Donald Trump bashed Democrats' proposal to tax billionaires to pay for their social spending bill.
This comes after House Finance Chair Richard Neal said the proposal is off the table.
But his Senate counterpart and author of the proposal Ron Wyden said the tax is not "dead."
Former president Donald Trump assailed the new billionaire tax proposal from Democrats on Wednesday, suggesting he might flee the United States to escape taxation. But he says he'll be sticking around.
"I just wonder, will I be allowed to run for president again if I move to another country?" he said in a statement. "No, I guess I'll just stick it out, but most others won't!"
Trump was referring to the new billionaire tax proposal that's already on life-support in the Senate only hours after it was introduced by Sen. Ron Wyden of Oregon. It would levy a 23.8% capital gains tax rate on assets like stocks and bonds in an effort to compel roughly 700 billionaires to pay annual taxes on their gains, regardless if they sell or not.
Sen. Joe Manchin of West Virginia imperiled the measure after criticizing it as both punitive to successful people and unworkable. "I don't like the connotation that we're targeting different people," he told reporters, floating a 15% "patriotic tax" without elaborating further.
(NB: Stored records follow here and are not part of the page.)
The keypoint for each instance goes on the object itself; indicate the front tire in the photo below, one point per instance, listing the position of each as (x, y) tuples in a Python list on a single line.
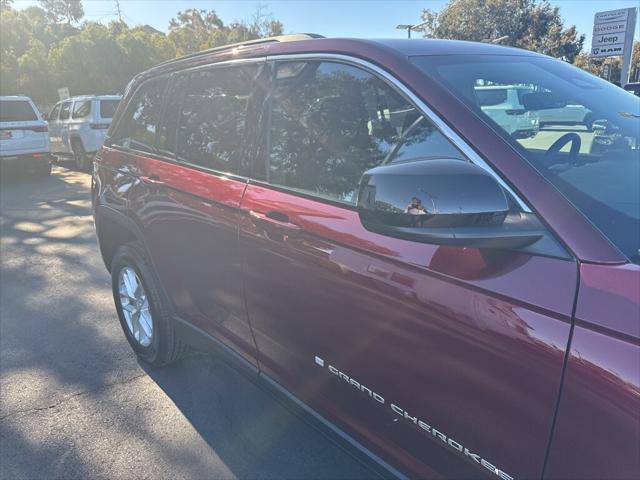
[(143, 311)]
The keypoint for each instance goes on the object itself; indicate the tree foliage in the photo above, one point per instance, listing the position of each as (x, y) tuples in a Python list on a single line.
[(529, 24), (193, 30), (57, 11)]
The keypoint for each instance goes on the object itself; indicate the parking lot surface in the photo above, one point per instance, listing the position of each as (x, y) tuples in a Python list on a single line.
[(75, 402)]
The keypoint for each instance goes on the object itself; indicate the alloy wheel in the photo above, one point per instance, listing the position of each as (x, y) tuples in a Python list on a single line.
[(135, 306)]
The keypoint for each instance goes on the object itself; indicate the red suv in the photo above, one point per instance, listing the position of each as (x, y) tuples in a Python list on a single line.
[(345, 220)]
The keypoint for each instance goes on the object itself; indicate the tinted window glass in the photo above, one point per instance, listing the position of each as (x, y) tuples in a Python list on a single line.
[(423, 141), (212, 122), (81, 109), (108, 108), (53, 116), (331, 122), (65, 111), (138, 128), (16, 111), (169, 124), (491, 96)]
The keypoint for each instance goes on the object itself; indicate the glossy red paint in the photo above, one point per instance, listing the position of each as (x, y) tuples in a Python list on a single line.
[(190, 222), (425, 327), (471, 343), (598, 428)]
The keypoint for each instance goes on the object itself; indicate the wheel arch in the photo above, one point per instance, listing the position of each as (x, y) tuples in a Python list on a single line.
[(113, 230)]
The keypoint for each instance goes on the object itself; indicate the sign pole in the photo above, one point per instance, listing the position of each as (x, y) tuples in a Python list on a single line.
[(628, 48), (613, 37)]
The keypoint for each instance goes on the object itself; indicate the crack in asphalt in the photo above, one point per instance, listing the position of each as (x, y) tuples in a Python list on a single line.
[(105, 386)]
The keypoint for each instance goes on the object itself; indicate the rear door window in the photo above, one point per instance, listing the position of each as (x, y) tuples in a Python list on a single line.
[(17, 111), (137, 130), (169, 124), (81, 109), (213, 120), (330, 122), (65, 111)]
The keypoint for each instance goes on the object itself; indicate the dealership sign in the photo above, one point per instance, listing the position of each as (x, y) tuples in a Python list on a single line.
[(613, 32)]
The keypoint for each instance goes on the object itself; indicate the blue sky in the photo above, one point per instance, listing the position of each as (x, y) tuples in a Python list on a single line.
[(332, 18)]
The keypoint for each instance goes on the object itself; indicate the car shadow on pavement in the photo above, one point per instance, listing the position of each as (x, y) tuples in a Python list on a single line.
[(75, 402), (251, 432)]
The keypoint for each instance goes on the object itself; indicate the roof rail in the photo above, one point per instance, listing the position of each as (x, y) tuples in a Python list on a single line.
[(280, 38)]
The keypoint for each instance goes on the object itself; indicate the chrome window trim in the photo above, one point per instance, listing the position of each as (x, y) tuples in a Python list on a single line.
[(224, 63), (395, 83)]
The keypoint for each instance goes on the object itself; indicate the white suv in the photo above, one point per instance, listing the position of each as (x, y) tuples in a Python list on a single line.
[(503, 104), (79, 125), (24, 138)]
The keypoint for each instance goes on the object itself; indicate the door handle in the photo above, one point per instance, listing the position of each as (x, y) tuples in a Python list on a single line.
[(151, 179), (277, 220)]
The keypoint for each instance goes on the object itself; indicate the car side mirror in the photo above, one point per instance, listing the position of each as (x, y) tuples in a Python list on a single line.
[(443, 202)]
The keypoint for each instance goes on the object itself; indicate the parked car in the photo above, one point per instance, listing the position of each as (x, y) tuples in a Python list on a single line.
[(503, 104), (79, 125), (567, 115), (633, 87), (24, 137), (343, 220)]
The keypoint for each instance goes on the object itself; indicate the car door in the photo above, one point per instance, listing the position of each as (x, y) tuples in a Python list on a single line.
[(63, 127), (444, 360), (54, 128), (188, 200)]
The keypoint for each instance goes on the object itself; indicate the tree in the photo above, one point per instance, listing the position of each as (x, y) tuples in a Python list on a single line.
[(191, 30), (59, 10), (596, 65), (194, 30), (528, 24)]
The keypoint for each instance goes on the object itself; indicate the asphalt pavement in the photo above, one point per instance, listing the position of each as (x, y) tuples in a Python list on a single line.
[(74, 400)]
As Insider previously reported, this proposal would slap people like Tesla CEO Elon Musk with a $10 billion annual bill, which Musk himself spoke out against on Twitter: "Eventually, they run out of other people's money and then they come for you."
An analysis from economist Gabriel Zucman found that the tax could bring in $500 billion, $275 billion of which would come from just the top 10 richest billionaires. If the proposal came to fruition, it would be a "a major structural reform to the tax system" to tax income from wealth like income from wages, according to Frank Clemente, executive director at the left-leaning advocacy group Americans for Tax Fairness.
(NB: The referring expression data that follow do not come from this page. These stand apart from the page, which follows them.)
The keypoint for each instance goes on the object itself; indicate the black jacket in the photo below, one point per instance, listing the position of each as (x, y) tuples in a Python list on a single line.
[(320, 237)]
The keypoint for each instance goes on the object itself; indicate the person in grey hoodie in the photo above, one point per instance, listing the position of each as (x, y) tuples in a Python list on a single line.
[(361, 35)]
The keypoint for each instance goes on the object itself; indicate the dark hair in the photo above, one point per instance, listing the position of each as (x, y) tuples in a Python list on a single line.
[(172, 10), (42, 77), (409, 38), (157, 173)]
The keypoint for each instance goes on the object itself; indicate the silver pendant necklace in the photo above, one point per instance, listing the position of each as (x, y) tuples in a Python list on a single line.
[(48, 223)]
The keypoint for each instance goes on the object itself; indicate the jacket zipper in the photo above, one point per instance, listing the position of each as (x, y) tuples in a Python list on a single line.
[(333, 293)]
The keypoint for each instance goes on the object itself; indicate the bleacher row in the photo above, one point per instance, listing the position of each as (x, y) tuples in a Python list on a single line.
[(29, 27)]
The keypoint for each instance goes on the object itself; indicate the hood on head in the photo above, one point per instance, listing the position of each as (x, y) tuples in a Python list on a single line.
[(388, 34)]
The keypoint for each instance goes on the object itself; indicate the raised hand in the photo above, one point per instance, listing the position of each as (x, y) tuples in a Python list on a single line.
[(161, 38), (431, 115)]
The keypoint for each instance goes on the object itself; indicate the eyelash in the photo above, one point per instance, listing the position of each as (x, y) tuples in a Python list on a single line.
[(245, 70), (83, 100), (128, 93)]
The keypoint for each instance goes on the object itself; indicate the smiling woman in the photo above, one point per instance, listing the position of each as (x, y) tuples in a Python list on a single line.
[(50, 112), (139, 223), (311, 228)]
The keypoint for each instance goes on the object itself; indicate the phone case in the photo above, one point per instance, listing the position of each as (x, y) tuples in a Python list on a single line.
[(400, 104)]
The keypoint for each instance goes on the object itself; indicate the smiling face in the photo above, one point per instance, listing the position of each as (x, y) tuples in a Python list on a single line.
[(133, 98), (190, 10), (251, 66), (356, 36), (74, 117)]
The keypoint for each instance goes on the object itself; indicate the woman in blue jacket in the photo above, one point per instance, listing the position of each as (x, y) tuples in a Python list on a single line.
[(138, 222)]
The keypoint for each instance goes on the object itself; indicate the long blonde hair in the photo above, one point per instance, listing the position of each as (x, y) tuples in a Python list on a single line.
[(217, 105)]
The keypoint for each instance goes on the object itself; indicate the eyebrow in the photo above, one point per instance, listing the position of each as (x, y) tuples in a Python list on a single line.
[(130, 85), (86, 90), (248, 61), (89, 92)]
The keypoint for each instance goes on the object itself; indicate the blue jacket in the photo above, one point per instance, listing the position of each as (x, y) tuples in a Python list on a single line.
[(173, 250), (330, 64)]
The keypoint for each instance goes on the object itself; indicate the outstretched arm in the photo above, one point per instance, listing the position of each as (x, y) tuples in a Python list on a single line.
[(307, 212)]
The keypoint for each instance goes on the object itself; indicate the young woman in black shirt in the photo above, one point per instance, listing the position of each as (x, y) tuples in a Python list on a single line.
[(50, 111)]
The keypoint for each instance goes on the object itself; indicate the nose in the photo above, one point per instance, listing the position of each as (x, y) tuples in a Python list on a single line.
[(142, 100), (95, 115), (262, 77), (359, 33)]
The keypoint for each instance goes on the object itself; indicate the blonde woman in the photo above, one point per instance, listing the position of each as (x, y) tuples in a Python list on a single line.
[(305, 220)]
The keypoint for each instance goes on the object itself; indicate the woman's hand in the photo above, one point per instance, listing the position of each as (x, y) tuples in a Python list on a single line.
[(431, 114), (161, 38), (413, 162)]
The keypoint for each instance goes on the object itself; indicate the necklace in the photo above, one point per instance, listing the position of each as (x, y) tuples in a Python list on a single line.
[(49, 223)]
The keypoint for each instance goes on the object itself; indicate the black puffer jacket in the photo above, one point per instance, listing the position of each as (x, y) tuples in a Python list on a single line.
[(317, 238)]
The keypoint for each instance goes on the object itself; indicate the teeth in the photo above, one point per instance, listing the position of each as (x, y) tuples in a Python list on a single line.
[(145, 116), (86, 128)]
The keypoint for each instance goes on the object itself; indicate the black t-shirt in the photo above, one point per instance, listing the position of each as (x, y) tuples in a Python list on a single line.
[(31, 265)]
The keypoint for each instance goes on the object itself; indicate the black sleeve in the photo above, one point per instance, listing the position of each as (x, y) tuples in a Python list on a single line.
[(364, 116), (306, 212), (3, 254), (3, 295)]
But just a day after the proposal was brought to the table, House Finance Chair Richard Neal struck it down, telling reporters on Wednesday that it's "very unlikely" the tax will be used to finance Democrats' scaled-down social-spending bill. At the same time, though, Neal's counterpart Wyden was far from throwing in the towel on the proposal he authored.
"I'm not saying that it's dead!" Wyden told Insider, noting that the White House still backs the proposal.
This disagreement is emblematic of the negotiations Democrats are undergoing as they work to develop a framework for their scaled-down bill. Free community college, paid family and medical leave, and an extended five-year child tax credit are already reportedly on the chopping block, and a major Democratic priority to roll back Trump tax cuts were struck down by Arizona Sen. Kyrsten Sinema.